But there’s a fifth — and very real — first-round quarterback prospect in this year’s class: Alabama’s Mac Jones.
It’s not that Jones is completely ignored in the first-round conversation. Most mock drafts have him coming off the board somewhere near the end of Round 1. But he isn’t viewed as a franchise quarterback who teams will mortgage the future on.
Then there’s former New England Patriots offensive coordinator and Notre Dame head coach Charlie Weis, who compared Jones to Saints Hall-of-Famer, Drew Brees.
“What are the two most important components of a star quarterback? They have the ‘it’ factor. And they’re accurate. That’s who [Jones] was,” Weis told ESPN’s Mike Reiss.
Weis added more context to his evaluation of Jones.
“If you’re looking for a guy that’s going to be running for 30 yards on a regular basis, that’s not your guy. But he can move in the pocket, and from the pocket, and run the ball when he absolutely needs to.
“When you talk about Trevor Lawrence, what makes him so special is that he can do everything Mac Jones can and he’s athletic. [Justin] Fields, really good player. Zach Wilson, really good player. The kid from North Dakota State [Trey Lance], really good player.
“But this guy, [Jones], he’s the one making all the plays. All he does is win and throw completions.”
It’s hard to disagree with Weis’ take. Jones isn’t a sexy quarterback. He doesn’t offer a threat with his legs and he grades as a player who’s less likely to win outside of structure than any of the other guys in the big four. But as Weis noted, Jones has enough athletic ability to move within the pocket while keeping his eyes downfield to find an open target. In some ways, that skill set is just as important as having the ability to break the pocket and grab chunks of yards on the run.
In our first mock draft, we have Jones coming off the board at No. 12 overall to the 49ers. I still feel good about that pick and think it’s a realistic projection. Kyle Shannahan favors the Kirk Cousins-type of quarterback, and Jones is in that mold.

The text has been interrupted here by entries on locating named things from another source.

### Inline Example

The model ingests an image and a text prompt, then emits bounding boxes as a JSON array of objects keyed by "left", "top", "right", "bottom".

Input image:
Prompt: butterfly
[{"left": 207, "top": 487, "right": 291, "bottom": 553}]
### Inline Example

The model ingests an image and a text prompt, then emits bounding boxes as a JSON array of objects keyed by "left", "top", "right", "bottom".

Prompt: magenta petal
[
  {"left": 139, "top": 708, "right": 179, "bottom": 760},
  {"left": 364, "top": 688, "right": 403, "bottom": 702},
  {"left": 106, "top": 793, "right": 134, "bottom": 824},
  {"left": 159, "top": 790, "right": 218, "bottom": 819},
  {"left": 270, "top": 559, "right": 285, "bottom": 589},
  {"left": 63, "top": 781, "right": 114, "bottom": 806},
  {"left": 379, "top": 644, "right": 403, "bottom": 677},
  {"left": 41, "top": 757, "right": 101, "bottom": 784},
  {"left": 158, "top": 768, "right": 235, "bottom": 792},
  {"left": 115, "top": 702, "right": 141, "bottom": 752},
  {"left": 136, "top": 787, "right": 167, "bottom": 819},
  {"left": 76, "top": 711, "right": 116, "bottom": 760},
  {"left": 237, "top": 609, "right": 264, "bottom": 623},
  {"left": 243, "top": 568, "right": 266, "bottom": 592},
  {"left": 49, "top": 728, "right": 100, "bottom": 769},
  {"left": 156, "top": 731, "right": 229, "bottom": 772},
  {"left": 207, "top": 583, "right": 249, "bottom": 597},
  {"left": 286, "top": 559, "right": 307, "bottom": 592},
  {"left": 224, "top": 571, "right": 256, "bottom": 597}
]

Call it a hunch, but I have a suspicion Jones’ draft stock will continue to rise over the next couple of months as teams continue doing their homework on this year’s crop of quarterbacks. His ceiling may not be as high as a guy like Lance, but he’s an easier projection. He’s the kind of quarterback who’s ready to start as a rookie, which isn’t the case for Lance or even Fields and Wilson.
As for that Jones comparison to Brees?
“[Brees] went in the second round because everyone said, ‘He doesn’t take any snaps under center and his arm is not strong enough.’ All he did was play great at Purdue, and complete almost every pass,” Weis said. “How has that worked out?”